Many people would think that the interest displayed by Dr. R is fictitious, there to get him through the quarter. I have found, though, that his concern is truly genuine. It has been several months since I took this course, yet he e-mailed me two weeks ago. I must share with you his words:
Siyo [hello], Melia!
Just a quick note. I am hoping you had a great quarter. When it’s all done, let me know how you did, if you like.
I hope you will never forget what a great potential you have, to learn and do anything you want to accomplish; I hope you will always do your best.
Don’t forget that I plan to brag about knowing you when you have become famous!
Best regards to you and your family.
The above message represents Dr. R as a whole: his concern for my grades, his flattering compliments on my character and potential (student-teacher relations), his sense of humor, and his consideration of my family. He is a well-rounded teacher, if there is such a thing.
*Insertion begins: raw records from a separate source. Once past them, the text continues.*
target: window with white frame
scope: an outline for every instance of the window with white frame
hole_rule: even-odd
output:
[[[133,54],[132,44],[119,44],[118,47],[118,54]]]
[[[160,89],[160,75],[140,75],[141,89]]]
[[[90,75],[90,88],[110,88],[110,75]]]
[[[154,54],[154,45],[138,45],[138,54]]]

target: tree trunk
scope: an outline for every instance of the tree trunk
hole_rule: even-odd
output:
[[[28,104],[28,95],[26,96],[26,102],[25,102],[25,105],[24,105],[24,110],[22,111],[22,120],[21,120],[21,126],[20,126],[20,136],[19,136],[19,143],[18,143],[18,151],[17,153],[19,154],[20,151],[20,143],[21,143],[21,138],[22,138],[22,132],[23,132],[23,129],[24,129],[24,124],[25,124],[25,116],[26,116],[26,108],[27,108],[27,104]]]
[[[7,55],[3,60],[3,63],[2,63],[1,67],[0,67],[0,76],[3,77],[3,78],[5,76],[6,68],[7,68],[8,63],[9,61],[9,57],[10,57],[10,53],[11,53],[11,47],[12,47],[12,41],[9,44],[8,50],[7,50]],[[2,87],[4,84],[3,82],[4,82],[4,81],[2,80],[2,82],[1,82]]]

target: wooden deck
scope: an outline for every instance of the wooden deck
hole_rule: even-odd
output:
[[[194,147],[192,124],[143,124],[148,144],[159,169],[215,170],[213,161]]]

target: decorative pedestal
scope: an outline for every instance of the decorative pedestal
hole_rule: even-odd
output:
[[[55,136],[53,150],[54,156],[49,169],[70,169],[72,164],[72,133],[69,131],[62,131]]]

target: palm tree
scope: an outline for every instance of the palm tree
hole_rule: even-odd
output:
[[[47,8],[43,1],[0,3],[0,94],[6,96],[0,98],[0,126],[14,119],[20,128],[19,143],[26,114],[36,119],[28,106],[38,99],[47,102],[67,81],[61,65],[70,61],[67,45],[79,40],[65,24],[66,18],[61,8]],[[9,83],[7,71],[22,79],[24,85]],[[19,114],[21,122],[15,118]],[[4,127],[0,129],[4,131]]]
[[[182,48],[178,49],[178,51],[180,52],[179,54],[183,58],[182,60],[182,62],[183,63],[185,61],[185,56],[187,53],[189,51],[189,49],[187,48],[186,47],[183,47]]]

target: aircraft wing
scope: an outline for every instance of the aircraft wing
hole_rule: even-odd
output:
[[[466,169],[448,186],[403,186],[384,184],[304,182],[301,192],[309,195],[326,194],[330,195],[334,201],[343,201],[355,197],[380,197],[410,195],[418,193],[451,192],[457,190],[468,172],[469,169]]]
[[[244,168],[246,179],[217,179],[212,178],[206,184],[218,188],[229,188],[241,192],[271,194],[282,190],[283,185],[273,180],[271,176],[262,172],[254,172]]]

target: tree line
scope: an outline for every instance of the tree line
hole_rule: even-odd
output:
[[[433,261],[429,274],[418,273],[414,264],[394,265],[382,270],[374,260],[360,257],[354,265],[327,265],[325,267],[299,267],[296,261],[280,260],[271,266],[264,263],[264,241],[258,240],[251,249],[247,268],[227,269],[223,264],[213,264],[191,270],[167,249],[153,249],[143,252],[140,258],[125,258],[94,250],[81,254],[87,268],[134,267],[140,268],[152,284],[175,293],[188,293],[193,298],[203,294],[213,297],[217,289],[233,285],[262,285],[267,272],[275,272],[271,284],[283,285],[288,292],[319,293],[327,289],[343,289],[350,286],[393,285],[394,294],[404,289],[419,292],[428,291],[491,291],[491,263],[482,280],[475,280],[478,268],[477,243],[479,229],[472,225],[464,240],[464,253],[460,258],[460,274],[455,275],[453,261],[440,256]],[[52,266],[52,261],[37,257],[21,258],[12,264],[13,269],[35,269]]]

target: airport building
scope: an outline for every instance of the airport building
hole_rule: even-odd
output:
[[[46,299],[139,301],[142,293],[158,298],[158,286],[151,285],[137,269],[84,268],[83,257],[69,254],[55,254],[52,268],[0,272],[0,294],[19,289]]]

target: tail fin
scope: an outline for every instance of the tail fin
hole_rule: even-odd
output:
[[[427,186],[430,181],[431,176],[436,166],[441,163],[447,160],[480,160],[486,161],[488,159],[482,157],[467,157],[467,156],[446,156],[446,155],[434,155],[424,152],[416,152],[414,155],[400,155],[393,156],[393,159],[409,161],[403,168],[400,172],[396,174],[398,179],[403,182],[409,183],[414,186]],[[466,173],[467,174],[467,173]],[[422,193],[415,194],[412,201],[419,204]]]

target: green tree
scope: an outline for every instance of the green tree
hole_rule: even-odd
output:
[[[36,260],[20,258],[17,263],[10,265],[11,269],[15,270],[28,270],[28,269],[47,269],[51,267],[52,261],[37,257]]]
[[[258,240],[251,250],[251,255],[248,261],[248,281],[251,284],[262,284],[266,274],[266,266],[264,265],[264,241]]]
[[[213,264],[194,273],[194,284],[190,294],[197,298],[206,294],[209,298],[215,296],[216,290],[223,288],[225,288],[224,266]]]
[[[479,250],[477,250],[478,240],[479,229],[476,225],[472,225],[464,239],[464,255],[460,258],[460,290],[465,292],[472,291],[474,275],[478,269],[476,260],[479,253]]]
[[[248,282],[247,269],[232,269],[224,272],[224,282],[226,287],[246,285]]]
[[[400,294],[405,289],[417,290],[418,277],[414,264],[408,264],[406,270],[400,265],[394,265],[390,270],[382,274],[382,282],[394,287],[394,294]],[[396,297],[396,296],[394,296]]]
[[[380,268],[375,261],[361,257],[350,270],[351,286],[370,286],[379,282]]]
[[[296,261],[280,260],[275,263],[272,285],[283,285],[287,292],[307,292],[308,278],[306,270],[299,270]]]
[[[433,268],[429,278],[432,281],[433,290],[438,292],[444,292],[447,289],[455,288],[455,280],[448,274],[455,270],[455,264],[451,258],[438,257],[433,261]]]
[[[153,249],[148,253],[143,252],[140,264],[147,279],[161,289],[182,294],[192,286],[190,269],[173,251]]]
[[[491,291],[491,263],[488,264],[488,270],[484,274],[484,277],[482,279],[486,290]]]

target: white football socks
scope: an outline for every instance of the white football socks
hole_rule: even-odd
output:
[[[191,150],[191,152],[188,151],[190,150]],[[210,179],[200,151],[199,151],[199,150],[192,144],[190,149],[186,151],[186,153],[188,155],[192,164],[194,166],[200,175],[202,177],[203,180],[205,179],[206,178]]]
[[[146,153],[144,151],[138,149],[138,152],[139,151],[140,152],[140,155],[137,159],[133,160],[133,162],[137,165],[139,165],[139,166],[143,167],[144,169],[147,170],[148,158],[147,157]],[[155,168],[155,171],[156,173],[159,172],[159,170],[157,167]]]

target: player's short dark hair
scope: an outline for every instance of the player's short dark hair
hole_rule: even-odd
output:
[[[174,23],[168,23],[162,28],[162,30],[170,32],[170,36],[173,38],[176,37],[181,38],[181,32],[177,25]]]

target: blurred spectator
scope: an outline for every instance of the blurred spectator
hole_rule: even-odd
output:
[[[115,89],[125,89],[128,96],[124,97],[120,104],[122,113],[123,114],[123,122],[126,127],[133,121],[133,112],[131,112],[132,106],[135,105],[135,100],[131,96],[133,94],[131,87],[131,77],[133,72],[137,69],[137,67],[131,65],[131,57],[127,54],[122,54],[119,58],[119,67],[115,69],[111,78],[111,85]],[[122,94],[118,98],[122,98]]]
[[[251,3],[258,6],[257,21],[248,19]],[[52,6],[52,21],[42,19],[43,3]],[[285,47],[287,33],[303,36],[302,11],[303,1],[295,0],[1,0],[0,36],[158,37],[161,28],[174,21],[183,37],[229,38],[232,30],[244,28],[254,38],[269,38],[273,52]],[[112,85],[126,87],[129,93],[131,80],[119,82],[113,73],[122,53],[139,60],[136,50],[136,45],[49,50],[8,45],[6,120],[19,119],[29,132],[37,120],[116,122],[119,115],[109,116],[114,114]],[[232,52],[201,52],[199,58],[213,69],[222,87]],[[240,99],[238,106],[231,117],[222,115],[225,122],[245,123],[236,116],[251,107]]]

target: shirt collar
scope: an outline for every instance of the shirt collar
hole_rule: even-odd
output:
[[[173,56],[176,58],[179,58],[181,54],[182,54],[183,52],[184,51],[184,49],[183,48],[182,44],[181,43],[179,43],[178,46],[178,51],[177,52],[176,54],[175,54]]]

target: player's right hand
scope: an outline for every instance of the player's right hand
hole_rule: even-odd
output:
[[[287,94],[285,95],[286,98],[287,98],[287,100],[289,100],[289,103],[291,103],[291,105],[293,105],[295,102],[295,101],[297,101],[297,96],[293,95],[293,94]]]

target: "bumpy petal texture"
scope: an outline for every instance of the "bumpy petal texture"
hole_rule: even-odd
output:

Many instructors will tend to display an "I will have to help some of you more than I want to" attitude (Zowodniak 124). It is the students’ job to make that teacher help them more than he or she would like to, whatever is necessary for you to succeed. I once heard a teacher tell a student, "I have my education; I will get paid whether you get yours or not". This statement may seem very callous, but it is reality. Many students have the assumption that a teacher has to make you learn. This assumption is a fallacy; an instructor is there to deliver the necessary information for you to pass the class. The students’ display of interest will prompt an instructor to really teach, not leave it to the students to "figure it out". Dr. R is the one who displays the interest in his class; his is sort of a "reverse psychology" method, and it works very well. His display of interest prompts the students’ will to learn and do their best; this is what a teacher is all about, or should be.
Zowodniak, Christian. " ‘I’ll Have To Help Some of You More Than I Want To’: Teacher Power, Student Pedagogy." The Presence of Others. Eds. Andrea Lungsford and John Ruszkiewicz. New York: St. Martin’s Press, 1997. 124-31.